La cérémonie d'ouverture sera grandiose. "Une compétition dans le pays où le football est partout et le ballon rond fédère toute une nation" dit-on en affirmant que "le Brésil sera uni derrière son équipe; nous vivrons au rythme des matchs, des défaites, des victoires. Le tableau est idyllique. Un peu trop, je trouve?Heureusement qu'il y a aussi la samba dans le cas où? Sait-on jamais !

Faire rêver la population brésilienne en organisant la Coupe du monde de football certes, mais à quel prix ? De 67 à 700 euros environ la place suivant les matchs ? ce n'est vraiment pas donné surtout quand on dit que les brésiliens depuis quelques temps, tournent sept fois la langue dans leur bouche avant de dire "on va faire le marché". Au moindre toucher, le légume le plus courant brûle le bout des doigts et fait saigner les portefeuilles. Mais cela rappelle d'autres pays et pas forcément à cause du Mondial. Il y a d'autres facteurs tantôt objectifs, tantôt subjectifs et donc spéculatifs.

Prohibitif pour la quasi-totalité des Brésiliens. Mais tant pis ! Qu'à cela ne tienne, eux, regarderont les matchs à la télévision? Le prix des billets d'entrée frise l'inimaginable. Mais la nation sera soudée le temps du Mondial qui tarde à commencer pour vite se terminer. Les artères de Brasilia, et les favelas de Rio de Janeiro seront, comme partout ailleurs au Brésil, noires de monde les jours de match. Et la chasse aux pigeons venus d'ailleurs sera une activité des plus fébriles. À un point tel que d'ores et déjà les consignes de sécurité sont de mise. On recommande, par exemple, de ne pas circuler avec beaucoup d'argent en poche. On déconseille fortement de ne pas se pavaner dans les rues avec des bijoux bien exposés. On insiste également sur les "invitations" qui tombent du ciel.

LA SECURITE

Dès l'arrivée à l'Aéroport international Presidente Juscelino Kubitschek, les orientations aux étrangers sont claires, nettes et précises dans différentes langues. Des orientations noyées dans des directives d'ordre général pour ne pas laisser planer un avant-goût de pays rongé par tous les maux possibles. Les brésiliens veillent au grain pour laisser également bonne impression. Que le Mondial n'est pas seulement une occasion de s'enrichir mais aussi de rapprocher les peuples de la planète.

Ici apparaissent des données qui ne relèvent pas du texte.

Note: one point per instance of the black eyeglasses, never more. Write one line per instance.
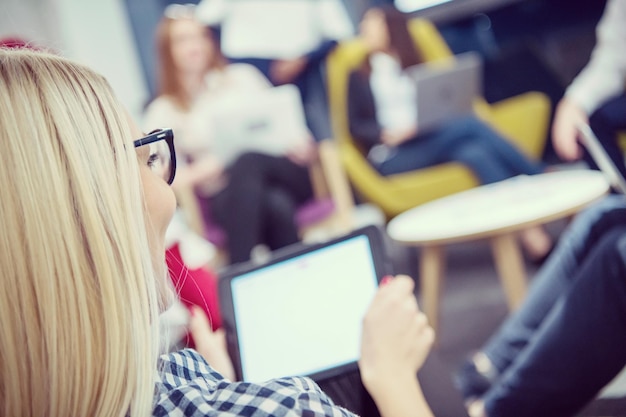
(162, 159)
(180, 11)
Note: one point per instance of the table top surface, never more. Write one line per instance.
(505, 206)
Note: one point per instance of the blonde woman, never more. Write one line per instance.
(86, 206)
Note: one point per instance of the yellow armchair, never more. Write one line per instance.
(524, 119)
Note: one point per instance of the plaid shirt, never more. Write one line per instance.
(188, 386)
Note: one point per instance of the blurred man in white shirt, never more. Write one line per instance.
(287, 40)
(596, 96)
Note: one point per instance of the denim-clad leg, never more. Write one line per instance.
(466, 140)
(579, 347)
(552, 281)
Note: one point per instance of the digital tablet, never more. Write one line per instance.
(300, 314)
(601, 158)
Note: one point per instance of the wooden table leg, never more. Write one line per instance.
(432, 268)
(510, 267)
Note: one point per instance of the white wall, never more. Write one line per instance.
(94, 32)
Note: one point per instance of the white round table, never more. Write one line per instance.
(495, 212)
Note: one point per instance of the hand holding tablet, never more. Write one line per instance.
(302, 312)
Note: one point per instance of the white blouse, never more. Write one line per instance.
(395, 95)
(192, 128)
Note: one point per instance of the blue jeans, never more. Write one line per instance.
(568, 339)
(467, 140)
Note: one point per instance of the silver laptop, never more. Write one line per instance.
(446, 88)
(269, 121)
(601, 158)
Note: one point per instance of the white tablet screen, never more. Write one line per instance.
(303, 315)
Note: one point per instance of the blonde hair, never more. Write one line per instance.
(79, 298)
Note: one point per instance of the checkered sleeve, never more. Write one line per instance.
(188, 386)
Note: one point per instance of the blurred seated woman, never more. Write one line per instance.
(84, 279)
(255, 197)
(568, 339)
(382, 113)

Et le lendemain ? On oublie tout le reste ? Pas vraiment. Après la fête, c'est à une réalité moins joyeuse et peut-être un plus amère qu'il faut faire face.

Soudée pour vibrer au rythme des matchs, la population l'est tout autant, pour manifester son mécontentement; un ras-le-bol que les brésiliens surnomme "révolte du vinaigre".

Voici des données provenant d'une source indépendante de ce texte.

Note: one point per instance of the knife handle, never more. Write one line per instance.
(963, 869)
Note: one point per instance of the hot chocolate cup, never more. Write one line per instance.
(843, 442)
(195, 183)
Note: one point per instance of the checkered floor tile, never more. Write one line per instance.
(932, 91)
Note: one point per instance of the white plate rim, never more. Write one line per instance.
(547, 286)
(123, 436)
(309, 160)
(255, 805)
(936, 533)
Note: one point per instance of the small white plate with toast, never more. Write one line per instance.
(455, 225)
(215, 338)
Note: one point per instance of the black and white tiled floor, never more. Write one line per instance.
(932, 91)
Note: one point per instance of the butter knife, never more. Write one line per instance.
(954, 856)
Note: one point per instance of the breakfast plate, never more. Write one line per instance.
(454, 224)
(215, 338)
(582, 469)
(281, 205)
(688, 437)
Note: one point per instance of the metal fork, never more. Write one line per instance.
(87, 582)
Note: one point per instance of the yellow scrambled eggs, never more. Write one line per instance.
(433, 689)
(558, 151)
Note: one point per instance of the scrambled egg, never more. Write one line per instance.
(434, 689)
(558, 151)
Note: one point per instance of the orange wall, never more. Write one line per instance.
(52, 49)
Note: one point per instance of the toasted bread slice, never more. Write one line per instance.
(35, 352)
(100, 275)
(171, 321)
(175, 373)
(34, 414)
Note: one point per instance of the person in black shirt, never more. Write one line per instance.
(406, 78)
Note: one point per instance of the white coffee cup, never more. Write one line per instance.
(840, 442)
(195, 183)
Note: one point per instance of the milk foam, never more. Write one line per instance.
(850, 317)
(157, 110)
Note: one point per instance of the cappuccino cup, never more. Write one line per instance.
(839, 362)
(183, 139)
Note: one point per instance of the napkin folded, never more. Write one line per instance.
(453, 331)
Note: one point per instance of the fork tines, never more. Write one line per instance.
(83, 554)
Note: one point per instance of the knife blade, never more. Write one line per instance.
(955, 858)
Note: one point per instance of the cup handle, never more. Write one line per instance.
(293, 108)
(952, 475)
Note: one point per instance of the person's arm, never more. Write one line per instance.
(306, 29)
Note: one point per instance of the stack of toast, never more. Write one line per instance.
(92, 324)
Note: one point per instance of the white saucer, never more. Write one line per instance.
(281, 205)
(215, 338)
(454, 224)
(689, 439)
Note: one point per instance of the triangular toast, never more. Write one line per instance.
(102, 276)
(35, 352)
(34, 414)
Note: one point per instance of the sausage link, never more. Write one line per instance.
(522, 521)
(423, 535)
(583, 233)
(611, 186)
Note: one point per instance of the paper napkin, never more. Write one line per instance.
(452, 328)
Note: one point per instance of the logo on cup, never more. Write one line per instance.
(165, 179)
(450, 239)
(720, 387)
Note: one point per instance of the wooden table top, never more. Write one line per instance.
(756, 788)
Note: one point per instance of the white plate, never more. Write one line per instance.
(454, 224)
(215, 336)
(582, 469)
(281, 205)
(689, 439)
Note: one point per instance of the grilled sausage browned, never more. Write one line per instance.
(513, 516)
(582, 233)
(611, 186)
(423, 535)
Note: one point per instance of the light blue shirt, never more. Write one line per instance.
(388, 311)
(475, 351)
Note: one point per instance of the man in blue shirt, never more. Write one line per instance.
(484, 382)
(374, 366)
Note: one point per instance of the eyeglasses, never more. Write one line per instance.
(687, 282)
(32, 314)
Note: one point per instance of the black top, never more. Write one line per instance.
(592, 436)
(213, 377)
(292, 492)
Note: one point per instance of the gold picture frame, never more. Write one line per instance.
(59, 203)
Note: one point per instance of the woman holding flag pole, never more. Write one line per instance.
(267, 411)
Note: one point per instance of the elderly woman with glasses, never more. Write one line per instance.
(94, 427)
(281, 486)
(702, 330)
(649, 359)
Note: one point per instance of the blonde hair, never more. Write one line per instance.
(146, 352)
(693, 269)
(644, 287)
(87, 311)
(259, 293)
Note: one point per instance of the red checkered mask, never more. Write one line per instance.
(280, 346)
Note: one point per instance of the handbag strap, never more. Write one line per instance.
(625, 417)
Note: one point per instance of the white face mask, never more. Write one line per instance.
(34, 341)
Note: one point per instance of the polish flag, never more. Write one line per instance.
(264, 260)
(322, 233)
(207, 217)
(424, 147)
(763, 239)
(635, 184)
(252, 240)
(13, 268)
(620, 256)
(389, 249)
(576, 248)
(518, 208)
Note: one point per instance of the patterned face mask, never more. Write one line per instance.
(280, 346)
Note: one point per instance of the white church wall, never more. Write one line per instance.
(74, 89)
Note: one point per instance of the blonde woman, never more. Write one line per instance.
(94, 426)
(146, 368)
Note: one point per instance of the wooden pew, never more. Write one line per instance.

Partie de Sao Paulo pour protester contre l'augmentation des tarifs des transports publics, la contestation générale se propage peu à peu dans la plupart des grandes villes du pays et prend de l'ampleur. Réaction épidermique du président de la FIFA : " Les gens se servent de la vitrine du football et de la présence de la presse internationale pour faire certaines réclamations". Oui, les manifestations sportives peuvent être l'occasion de mouvements sociaux. Certes, cette Coupe du monde 2014 apparaît comme le révélateur de tous les maux dont souffre le pays. Et alors ? Horrifié par l'ampleur que peut prendre ce mouvement, le gouvernement essaye tant bien que mal de dissocier ce mécontentement de l'organisation de la coupe. Or, c'est un tout.

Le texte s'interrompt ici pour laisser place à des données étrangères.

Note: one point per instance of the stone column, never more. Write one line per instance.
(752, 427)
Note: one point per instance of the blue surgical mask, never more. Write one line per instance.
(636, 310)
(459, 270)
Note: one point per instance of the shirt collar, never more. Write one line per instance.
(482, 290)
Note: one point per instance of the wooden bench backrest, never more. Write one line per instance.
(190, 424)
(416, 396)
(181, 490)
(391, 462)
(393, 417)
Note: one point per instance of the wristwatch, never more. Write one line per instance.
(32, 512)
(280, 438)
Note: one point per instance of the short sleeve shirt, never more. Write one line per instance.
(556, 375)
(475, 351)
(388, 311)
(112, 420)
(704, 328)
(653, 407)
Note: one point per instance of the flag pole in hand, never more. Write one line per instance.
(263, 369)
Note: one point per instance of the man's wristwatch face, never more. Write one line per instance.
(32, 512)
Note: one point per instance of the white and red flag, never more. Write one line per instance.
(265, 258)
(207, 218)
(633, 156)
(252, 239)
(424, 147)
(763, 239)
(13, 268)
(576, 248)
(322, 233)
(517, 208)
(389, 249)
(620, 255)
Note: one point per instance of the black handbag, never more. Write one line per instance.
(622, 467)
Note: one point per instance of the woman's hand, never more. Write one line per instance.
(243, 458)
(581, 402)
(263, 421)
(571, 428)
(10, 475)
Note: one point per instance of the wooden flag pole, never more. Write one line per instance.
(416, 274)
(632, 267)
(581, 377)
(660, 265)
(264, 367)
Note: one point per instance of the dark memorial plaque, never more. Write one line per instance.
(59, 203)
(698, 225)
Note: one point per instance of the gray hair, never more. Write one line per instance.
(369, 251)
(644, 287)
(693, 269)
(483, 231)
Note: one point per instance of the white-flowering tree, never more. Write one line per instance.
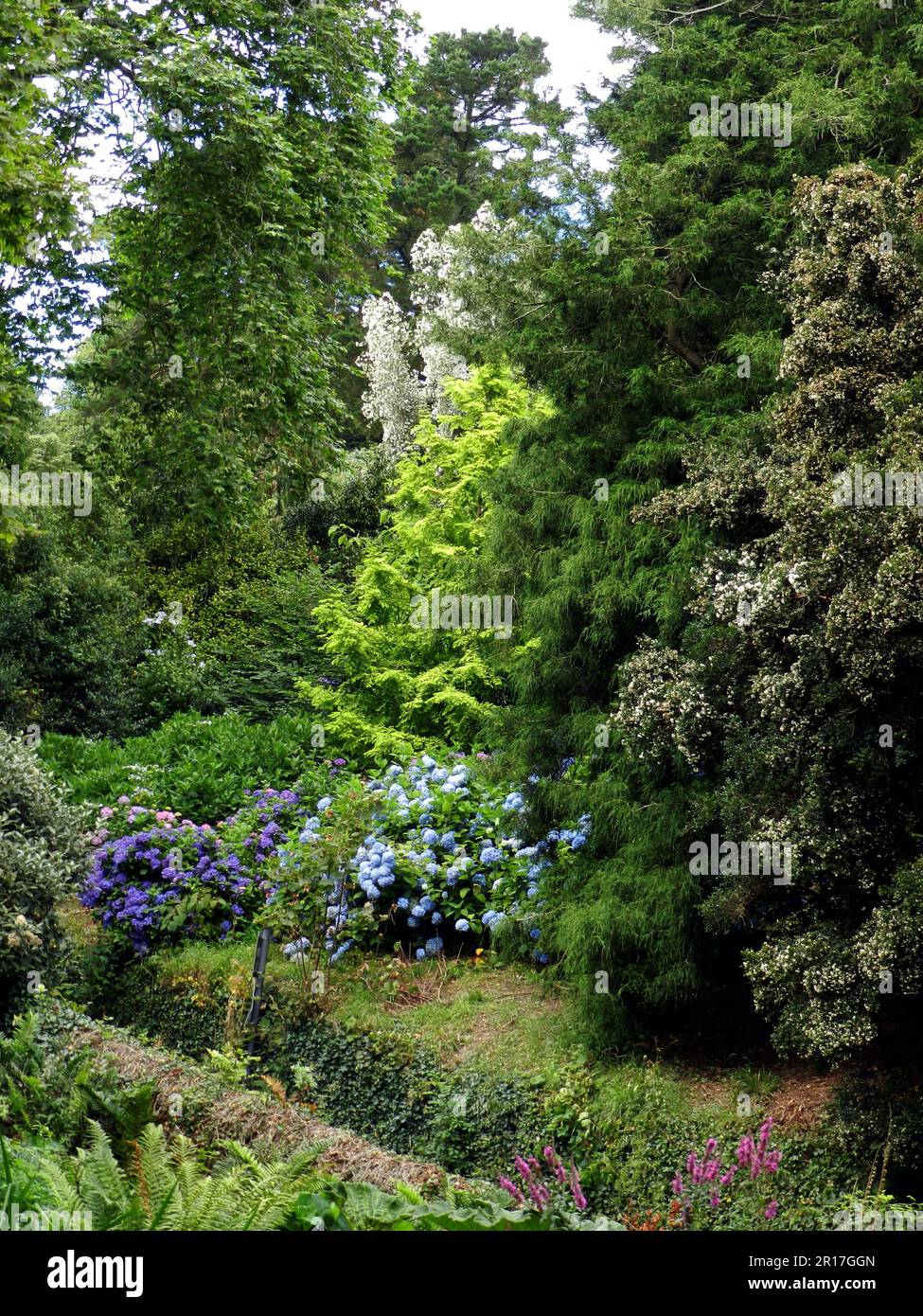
(407, 360)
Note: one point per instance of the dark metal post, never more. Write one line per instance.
(257, 999)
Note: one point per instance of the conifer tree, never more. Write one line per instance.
(649, 326)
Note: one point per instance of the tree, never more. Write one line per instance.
(802, 655)
(647, 321)
(257, 166)
(395, 682)
(477, 129)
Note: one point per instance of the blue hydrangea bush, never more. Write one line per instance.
(159, 878)
(444, 863)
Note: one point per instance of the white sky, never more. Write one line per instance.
(577, 49)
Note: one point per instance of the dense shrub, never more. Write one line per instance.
(199, 768)
(445, 861)
(177, 880)
(43, 856)
(395, 685)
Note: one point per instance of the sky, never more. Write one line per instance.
(577, 49)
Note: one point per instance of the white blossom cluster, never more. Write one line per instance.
(663, 707)
(406, 360)
(394, 397)
(812, 987)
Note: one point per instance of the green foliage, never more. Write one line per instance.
(196, 766)
(477, 129)
(228, 283)
(397, 685)
(635, 319)
(43, 857)
(165, 1186)
(802, 650)
(51, 1093)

Pour nous rassurer, on nous affirme même que l'événement sera un atout majeur pour le développement économique. Toujours le même refrain, le disque semble être rayé. Sans

Enfin? dès "le troisième jour de la compétition, cela va se calmer" d'après la FIFA. Ah oui ? Et comment ? Par la charge des forces de l'ordre sur les manifestants ?! C'est à craindre? Attention tout de même, que cette révolte, ne tourne pas trop vite au vinaigre !

Hué par le public du stade de Brasilia, samedi, lors du match d'ouverture de la Coupe des confédérations, Sepp Blatter est aussi critiqué en raison de l'ingérence de la Fifa dans les affaires du Brésil. Elle impose ainsi au pays hôte un droit d'exception offrant aux sponsors l'exclusivité de l'occupation de l'espace public.

LE QUOTIDIEN

Se déplacer, ça coûte combien au Brésil ? "Ici, un employé touche un salaire minimum de 678 réaux (350 dollars environ) et on veut nous faire payer 3,20 réaux (1,50 dollar) pour un billet de transport", dit-on. Et la qualité de transports ne s'améliore pas... nous ne voyons pas d'introduction de nouvelles lignes, ni d'augmentation de la fréquence des métros ou des autobus. Les gens se demandent alors où part leur argent. C'est un peu le cas de toutes les villes brésiliennes", détaille Emerson Fernandes Marçal, le coordinateur du département des études macroéconomiques à l'Ecole d'économie de São Paulo.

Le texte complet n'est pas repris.